When I first learn to make the pairplots, I used them in every project for some time. I still use them a lot. Pair plots are several bivariate distributions in one plot and can be made using just one simple function. Even The most basic one is very useful in a data analytics project where there are several continuous variables. We know that a scatter plot is widely used to present the relationship between two continuous variables. Pair plot puts several scatter plots in one plot and also provides the distribution diagonally. This article is a tutorial on how to make Pairplots of different styles.

This article will cover:

- Pair plot using Pandas and Matplotlib
- More Stylish and informative Pair plots using Seaborn library
- Use of the ‘PairGrid’ function to make more dynamic pair plots

## Dataset

I used this famous dataset called the ‘nhanes’ dataset. I find it useful because it has a lot of continuous and categorical features. Please feel free to download the dataset from this link to follow along.

## Pair plot

Let’s import the dataset first

```
import pandas as pd
df = pd.read_csv("nhanes_2015_2016.csv")
```

The dataset is pretty big. So, I cannot show a screenshot here. These are the columns in the dataset:

`df.columns`

Output:

`Index(['SEQN', 'ALQ101', 'ALQ110', 'ALQ130', 'SMQ020', 'RIAGENDR', 'RIDAGEYR', 'RIDRETH1', 'DMDCITZN', 'DMDEDUC2', 'DMDMARTL', 'DMDHHSIZ', 'WTINT2YR', 'SDMVPSU', 'SDMVSTRA', 'INDFMPIR', 'BPXSY1', 'BPXDI1', 'BPXSY2', 'BPXDI2', 'BMXWT', 'BMXHT', 'BMXBMI', 'BMXLEG', 'BMXARML', 'BMXARMC', 'BMXWAIST', 'HIQ210'], dtype='object')`

We will start with the most basic ‘pairplot’ using the Pandas library. It is called ‘scatter_matrix’ in Pandas library.

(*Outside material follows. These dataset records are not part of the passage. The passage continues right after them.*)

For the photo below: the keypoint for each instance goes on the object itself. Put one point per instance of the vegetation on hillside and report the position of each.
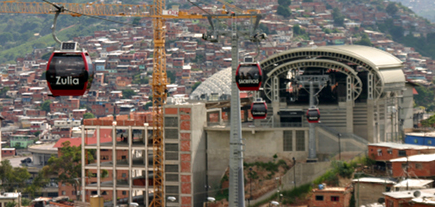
(338, 169)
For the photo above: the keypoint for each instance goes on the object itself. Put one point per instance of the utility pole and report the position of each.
(236, 188)
(339, 146)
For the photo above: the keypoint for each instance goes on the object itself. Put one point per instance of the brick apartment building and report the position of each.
(331, 197)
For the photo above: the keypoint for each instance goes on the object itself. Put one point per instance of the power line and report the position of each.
(62, 9)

Before that, I should mention I will use a part of the dataset. Because if I use too many features the scatter_matrix or pair plot whatever you call it, will not be very helpful. Each plot in it will be too small. Five continuous variables were chosen for this demonstration: ‘BMXWT’, ‘BMXHT’, ‘BMXBMI’, ‘BMXLEG’, ‘BMXARML’. They represent the weight, height, BMI, leg length, and arm length of the population.

We need to import scatter_matrix from the pandas’ library and then simply use the scatter_matrix function.

import matplotlib.pyplot as plt from pandas.plotting import scatter_matrixscatter_matrix(df[['BMXWT', 'BMXHT', 'BMXBMI', 'BMXLEG', 'BMXARML']], figsize = (10, 10)) plt.show()

Output:

You get the bivariate to scatter plots of all the combinations from the variable that is given. Each variable is plotted against the rest of the variables. Diagonal plots are the distributions of each variable given to the scatter_matrix function.

This same plot can be obtained using the seaborn library. As you know seaborn library comes with some default style. So, the most basic pairplot is also a bit more stylish than the scatter_matrix. Instead of the histogram, I chose density plot for diagonal plots.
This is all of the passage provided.